Дух времени научит быстроте[137]

Город быстро расширялся. Он притягивал и бедных и богатых, иммигрантов и крестьян. Честолюбивые юные провинциалы пришли в Судебные инны, в то время как дворянство заседало в Королевском суде в Вестминстере. «Лондонские сезоны» дворян и знати начались между 1590 и 1620 годами. Но в Лондоне было и больше нищих, чем во всех остальных частях страны, вместе взятых. Город бурно застраивался и перестраивался, дома для сдачи внаем появлялись на каждом свободном кусочке земли. Декларации 1580 и 1593 годов пытались сдержать строительство новых зданий, но с таким же успехом можно было остановить морской прибой.

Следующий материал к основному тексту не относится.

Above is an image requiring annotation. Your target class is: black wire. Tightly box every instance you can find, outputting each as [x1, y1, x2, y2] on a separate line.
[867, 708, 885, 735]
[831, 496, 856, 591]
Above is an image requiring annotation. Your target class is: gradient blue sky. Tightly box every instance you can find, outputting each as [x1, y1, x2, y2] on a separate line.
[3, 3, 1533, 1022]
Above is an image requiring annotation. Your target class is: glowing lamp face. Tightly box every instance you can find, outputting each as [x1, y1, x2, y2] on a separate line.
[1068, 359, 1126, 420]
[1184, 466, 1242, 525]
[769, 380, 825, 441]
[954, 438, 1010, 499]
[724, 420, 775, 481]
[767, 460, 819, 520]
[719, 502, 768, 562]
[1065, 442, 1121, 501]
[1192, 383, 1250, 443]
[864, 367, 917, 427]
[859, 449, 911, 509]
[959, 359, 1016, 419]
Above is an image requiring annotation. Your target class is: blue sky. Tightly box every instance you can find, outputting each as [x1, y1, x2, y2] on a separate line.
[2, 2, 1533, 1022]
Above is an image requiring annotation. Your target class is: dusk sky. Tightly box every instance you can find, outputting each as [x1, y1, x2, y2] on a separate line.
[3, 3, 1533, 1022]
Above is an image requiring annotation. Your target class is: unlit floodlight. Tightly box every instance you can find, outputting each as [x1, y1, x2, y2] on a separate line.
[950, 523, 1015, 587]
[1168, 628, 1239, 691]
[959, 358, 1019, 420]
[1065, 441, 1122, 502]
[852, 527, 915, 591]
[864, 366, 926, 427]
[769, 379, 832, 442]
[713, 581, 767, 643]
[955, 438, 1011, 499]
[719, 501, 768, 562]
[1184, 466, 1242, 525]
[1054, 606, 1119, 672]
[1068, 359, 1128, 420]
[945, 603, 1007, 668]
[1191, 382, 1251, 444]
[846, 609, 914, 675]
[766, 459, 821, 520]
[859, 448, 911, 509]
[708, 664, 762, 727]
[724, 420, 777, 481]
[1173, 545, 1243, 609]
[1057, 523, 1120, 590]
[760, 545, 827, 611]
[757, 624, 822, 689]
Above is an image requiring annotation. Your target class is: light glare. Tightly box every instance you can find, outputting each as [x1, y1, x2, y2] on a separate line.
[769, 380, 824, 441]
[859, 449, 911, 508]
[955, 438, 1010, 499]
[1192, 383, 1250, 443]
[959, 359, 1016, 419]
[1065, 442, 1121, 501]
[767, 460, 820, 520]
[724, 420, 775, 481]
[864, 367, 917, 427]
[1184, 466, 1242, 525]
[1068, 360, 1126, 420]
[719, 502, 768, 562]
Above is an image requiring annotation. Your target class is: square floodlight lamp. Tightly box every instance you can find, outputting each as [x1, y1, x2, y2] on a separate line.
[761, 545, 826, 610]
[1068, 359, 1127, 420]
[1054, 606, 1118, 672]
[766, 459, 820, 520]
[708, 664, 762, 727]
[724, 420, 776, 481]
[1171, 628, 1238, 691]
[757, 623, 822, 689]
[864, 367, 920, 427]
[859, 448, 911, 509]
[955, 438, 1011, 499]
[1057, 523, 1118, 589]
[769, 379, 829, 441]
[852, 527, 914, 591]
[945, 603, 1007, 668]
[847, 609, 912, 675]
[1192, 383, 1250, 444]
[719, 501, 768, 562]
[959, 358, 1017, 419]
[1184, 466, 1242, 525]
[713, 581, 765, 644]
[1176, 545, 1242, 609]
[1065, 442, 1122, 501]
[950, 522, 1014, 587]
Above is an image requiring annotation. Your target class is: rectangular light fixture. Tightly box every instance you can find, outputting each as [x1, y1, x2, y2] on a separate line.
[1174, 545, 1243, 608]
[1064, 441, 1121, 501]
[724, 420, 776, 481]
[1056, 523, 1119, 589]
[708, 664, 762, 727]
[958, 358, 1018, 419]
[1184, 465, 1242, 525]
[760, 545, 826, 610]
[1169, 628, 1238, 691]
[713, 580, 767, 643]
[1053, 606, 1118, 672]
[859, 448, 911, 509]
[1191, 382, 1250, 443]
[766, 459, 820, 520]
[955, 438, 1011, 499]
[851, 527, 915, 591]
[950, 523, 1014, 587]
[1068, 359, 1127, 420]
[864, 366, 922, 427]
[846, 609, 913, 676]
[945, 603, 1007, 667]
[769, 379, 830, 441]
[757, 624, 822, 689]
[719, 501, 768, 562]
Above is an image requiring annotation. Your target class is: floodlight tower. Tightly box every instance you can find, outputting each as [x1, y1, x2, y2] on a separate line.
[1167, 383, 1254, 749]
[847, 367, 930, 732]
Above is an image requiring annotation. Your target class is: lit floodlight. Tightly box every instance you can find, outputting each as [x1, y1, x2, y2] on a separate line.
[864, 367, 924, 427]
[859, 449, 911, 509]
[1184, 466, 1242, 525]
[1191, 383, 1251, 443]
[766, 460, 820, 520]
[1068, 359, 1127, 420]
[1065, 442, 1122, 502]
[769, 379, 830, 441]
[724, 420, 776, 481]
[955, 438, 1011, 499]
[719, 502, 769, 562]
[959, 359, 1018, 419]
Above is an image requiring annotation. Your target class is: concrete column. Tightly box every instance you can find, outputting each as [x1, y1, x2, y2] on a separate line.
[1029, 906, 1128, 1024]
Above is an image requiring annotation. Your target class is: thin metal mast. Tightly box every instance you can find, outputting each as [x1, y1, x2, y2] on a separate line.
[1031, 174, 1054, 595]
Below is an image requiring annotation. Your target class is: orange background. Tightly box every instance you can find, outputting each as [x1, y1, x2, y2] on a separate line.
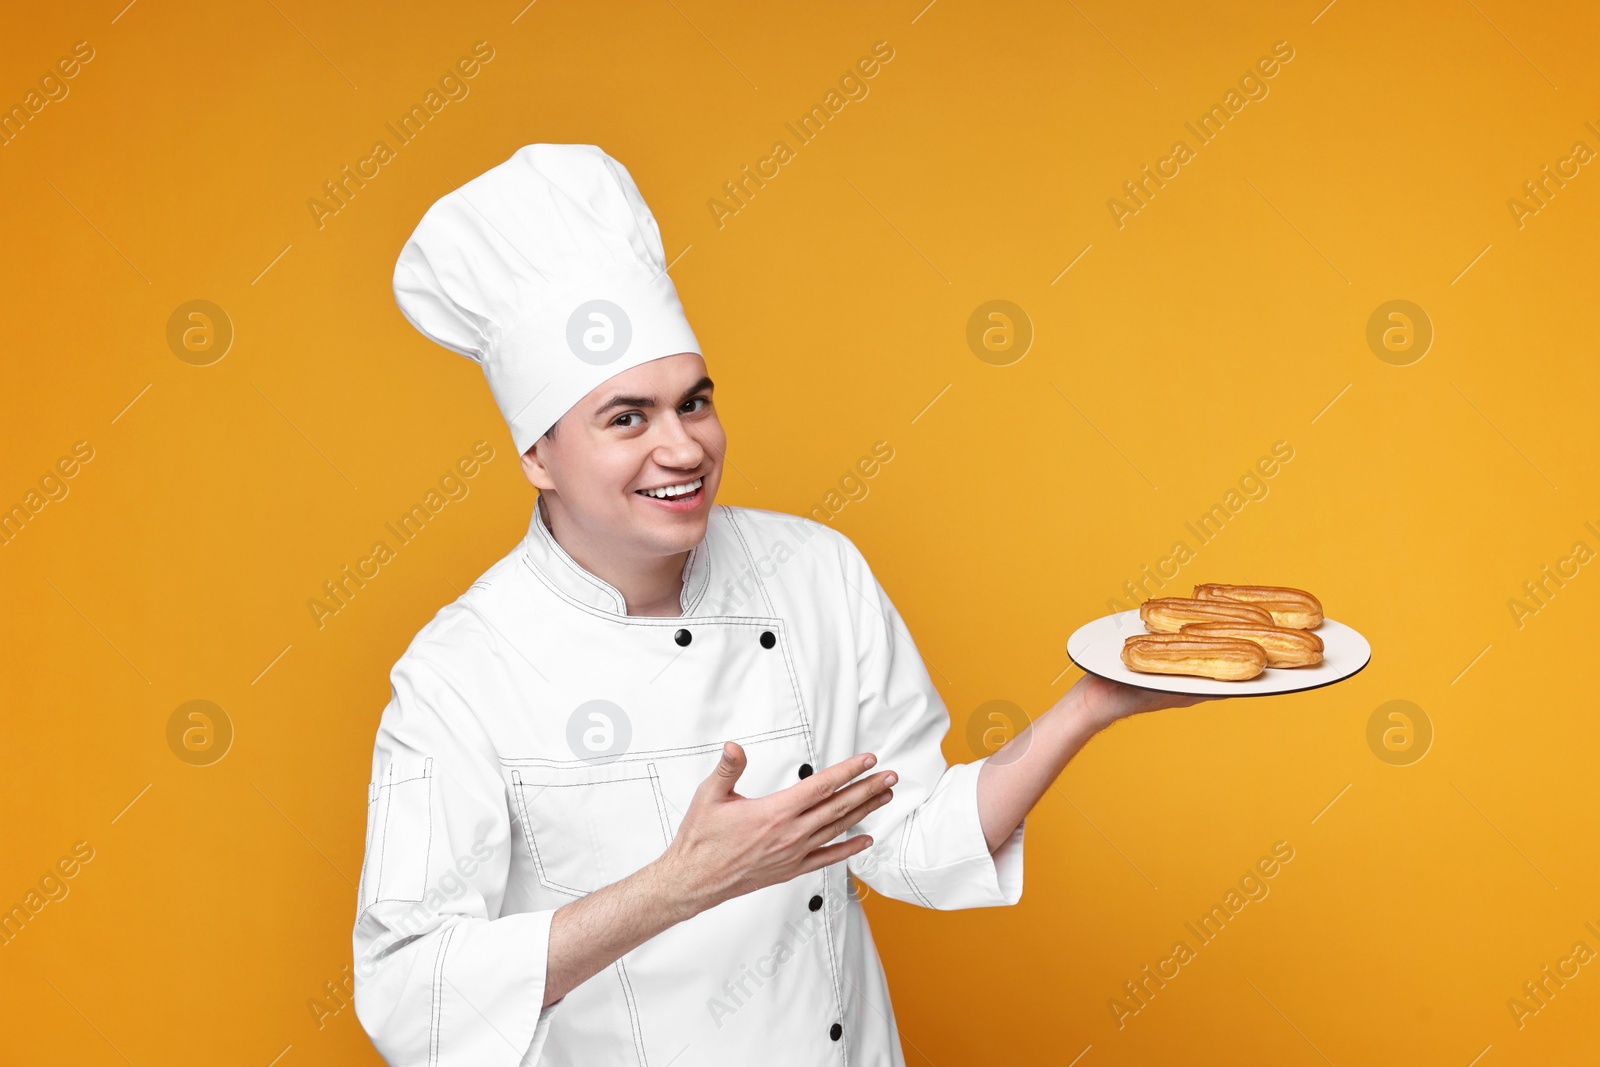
[3, 1, 1598, 1063]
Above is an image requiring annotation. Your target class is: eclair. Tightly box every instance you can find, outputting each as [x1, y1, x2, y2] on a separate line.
[1192, 584, 1324, 629]
[1139, 597, 1274, 633]
[1122, 633, 1267, 681]
[1179, 622, 1324, 668]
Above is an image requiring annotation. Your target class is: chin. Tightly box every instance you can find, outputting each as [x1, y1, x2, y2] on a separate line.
[629, 478, 718, 551]
[656, 508, 711, 548]
[627, 523, 705, 565]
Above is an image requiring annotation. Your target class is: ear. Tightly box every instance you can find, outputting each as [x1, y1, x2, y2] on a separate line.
[520, 441, 557, 491]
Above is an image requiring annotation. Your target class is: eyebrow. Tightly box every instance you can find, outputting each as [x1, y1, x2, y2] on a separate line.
[593, 376, 714, 418]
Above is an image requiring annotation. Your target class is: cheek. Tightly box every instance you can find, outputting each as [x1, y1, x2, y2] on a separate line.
[550, 440, 634, 505]
[599, 455, 646, 503]
[700, 416, 729, 466]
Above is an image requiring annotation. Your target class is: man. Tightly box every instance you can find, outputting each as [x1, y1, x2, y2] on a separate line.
[353, 143, 1202, 1065]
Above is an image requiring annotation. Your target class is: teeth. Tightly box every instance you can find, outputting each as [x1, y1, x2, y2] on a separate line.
[641, 477, 702, 499]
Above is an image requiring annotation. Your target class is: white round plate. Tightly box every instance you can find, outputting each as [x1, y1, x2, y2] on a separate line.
[1066, 609, 1372, 697]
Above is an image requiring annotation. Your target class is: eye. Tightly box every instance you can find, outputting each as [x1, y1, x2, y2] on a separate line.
[612, 412, 645, 428]
[681, 395, 710, 414]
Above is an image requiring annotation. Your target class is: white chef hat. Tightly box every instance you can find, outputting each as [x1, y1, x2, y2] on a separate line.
[392, 143, 701, 453]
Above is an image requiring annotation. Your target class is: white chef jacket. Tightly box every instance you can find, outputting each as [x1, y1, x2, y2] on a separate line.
[352, 497, 1027, 1066]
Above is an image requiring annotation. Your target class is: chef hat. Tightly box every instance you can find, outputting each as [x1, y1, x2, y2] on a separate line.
[393, 143, 701, 453]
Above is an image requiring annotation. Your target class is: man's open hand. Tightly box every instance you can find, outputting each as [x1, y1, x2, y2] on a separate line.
[1075, 671, 1212, 731]
[655, 743, 897, 917]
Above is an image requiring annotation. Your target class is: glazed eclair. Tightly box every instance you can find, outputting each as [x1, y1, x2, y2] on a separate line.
[1179, 622, 1324, 668]
[1192, 584, 1324, 629]
[1139, 597, 1274, 633]
[1122, 633, 1268, 681]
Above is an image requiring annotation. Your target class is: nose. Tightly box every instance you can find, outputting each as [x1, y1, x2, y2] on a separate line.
[652, 408, 707, 469]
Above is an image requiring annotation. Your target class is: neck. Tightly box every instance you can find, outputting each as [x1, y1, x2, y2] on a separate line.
[539, 495, 688, 617]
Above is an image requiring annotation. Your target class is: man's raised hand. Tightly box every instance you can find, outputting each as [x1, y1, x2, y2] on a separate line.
[656, 742, 897, 915]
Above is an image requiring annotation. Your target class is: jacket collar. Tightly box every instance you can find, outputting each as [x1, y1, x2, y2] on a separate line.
[521, 493, 712, 617]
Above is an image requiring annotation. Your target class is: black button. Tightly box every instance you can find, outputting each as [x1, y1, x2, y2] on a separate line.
[808, 894, 823, 912]
[759, 630, 776, 649]
[829, 1023, 842, 1041]
[674, 628, 692, 647]
[798, 763, 813, 779]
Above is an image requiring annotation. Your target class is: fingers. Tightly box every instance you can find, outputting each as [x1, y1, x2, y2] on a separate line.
[801, 767, 895, 819]
[807, 781, 895, 848]
[785, 752, 878, 811]
[702, 741, 746, 797]
[795, 834, 875, 877]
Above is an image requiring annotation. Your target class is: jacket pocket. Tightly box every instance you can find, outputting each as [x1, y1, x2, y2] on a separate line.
[357, 757, 434, 917]
[509, 762, 674, 898]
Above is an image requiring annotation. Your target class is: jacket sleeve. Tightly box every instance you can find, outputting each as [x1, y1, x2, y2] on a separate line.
[352, 650, 564, 1066]
[834, 533, 1025, 910]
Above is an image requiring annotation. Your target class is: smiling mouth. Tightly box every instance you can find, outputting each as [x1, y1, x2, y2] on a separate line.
[635, 476, 704, 503]
[637, 476, 703, 499]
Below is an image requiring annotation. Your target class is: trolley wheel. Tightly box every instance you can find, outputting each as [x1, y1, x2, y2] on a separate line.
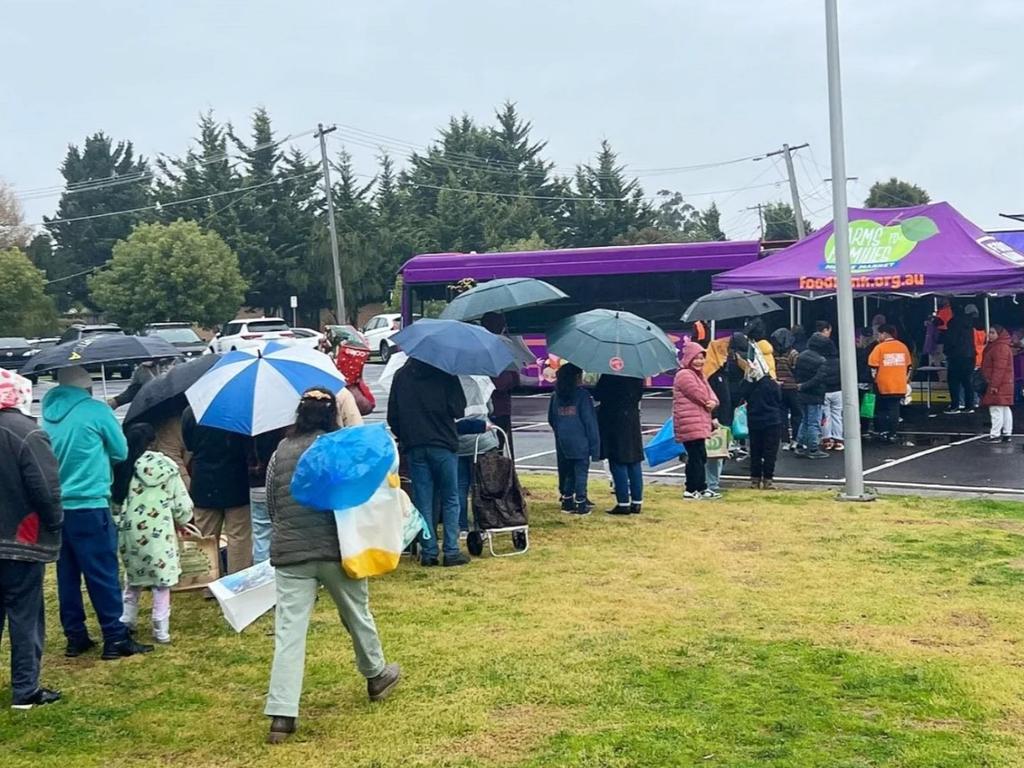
[466, 531, 484, 557]
[512, 531, 528, 551]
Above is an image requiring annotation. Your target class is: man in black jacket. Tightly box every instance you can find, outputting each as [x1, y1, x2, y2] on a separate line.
[182, 406, 252, 575]
[387, 358, 468, 567]
[793, 333, 832, 459]
[0, 373, 64, 709]
[944, 304, 979, 413]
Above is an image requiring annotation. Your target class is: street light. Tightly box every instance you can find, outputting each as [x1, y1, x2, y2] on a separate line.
[825, 0, 872, 501]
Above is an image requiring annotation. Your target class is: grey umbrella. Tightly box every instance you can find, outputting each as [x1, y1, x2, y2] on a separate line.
[439, 277, 567, 322]
[681, 289, 782, 323]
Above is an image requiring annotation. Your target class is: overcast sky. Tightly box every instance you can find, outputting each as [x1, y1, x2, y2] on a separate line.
[4, 0, 1022, 239]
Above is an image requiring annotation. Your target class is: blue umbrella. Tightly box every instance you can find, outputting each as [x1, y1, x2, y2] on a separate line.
[390, 319, 515, 376]
[185, 342, 344, 435]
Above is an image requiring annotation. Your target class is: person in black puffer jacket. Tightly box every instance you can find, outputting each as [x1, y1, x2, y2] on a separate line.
[263, 387, 400, 744]
[793, 333, 831, 458]
[820, 336, 844, 451]
[739, 366, 783, 489]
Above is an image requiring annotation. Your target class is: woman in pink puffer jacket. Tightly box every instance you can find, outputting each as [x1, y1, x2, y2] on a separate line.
[673, 341, 719, 499]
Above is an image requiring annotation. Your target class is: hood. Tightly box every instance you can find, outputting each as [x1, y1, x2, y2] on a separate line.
[680, 341, 705, 371]
[728, 332, 750, 355]
[134, 450, 177, 487]
[992, 330, 1011, 345]
[807, 333, 834, 356]
[770, 328, 794, 353]
[42, 385, 93, 423]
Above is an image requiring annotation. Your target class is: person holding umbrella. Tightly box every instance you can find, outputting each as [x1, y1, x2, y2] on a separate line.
[42, 366, 153, 659]
[594, 373, 643, 515]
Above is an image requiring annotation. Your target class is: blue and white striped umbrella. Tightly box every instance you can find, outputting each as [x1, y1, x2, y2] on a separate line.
[185, 342, 345, 435]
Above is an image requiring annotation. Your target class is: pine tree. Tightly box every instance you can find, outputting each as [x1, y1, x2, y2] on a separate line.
[567, 141, 653, 247]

Дома и лачуги, сараи и амбары строились уже не только вдоль улиц, но и в садах и внутренних дворах, а имеющиеся дома дробились на все более мелкие жилища. Дома ставились даже на кладбищах. Население, которое в 1520 году насчитывало пятьдесят тысяч человек, к 1660 году увеличилось до двухсот тысяч. Потрясение от новизны, испытанное молодым Шекспиром, было потрясением для великого множества людей, сбившихся в кучу в безбрежном потоке жизни.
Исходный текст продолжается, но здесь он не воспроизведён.